Unfortunately, the replacements were just as vulnerable as the originals. And with the entire station now infected with the intelligence and Blueneck's and Because’s favorite things, sending in the clones wasn’t going to do help things much.
As luck would have it, I arrived in time to catch Blueneck’s clone as it exited the airlock.
“Hey everybody,” the headless clone called out. ”Guess who’s *blank**blank*back. Who wants some *blank* in the*blank*.”
Apparently either him personally, or perhaps his entire species was especially vulnerable to what the Dark Cluster Entities were putting out.
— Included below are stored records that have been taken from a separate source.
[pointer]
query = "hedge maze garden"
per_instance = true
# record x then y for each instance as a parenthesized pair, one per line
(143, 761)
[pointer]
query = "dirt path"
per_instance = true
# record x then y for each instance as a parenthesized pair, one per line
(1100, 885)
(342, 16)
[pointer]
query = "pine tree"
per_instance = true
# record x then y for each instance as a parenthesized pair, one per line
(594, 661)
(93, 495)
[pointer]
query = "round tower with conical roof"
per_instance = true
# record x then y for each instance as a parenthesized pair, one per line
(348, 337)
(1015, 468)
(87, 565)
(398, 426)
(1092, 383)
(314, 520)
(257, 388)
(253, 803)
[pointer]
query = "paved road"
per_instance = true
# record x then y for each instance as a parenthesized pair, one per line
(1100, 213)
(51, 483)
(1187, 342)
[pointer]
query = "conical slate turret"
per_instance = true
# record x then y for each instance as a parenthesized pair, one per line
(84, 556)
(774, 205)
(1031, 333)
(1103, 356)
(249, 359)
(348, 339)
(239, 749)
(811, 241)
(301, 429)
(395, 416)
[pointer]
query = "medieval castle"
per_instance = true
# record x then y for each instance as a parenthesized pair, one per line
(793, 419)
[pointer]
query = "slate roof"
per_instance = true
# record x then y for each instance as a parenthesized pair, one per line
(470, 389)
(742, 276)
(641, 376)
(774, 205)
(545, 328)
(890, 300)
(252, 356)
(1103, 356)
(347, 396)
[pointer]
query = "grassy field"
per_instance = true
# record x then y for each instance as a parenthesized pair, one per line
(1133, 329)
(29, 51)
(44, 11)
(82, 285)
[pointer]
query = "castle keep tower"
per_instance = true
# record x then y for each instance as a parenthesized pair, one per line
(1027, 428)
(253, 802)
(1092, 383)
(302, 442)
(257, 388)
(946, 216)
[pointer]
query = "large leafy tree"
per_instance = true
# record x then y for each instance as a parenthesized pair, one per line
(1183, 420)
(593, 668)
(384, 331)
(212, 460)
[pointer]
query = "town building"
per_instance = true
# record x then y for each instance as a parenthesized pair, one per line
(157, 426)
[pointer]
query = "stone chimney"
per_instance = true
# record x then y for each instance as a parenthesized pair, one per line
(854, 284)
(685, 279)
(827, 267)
“You’ve got to take me out of here,” I pleaded with the powering up torpedo. “Some kind of entity has taken over the other consentients. It isn’t safe.”
The torpedo, as before, however, wasn’t particularly interested in my plight.
“Not my job,” it confirmed. “I’ve been reassigned to military use. See you again soon.”
I stared out the airlock window at its engine’s blasting it back into space, thinking morosely, that’s really the last thing you want to soon to be thermonuclear armed weapon of war to say.
I was stuck, I realized. And even worse, I was stuck thinking that maybe fifteen hundred degrees of Siliconoid penetration wouldn’t be so bad. Just… extra, extra hot.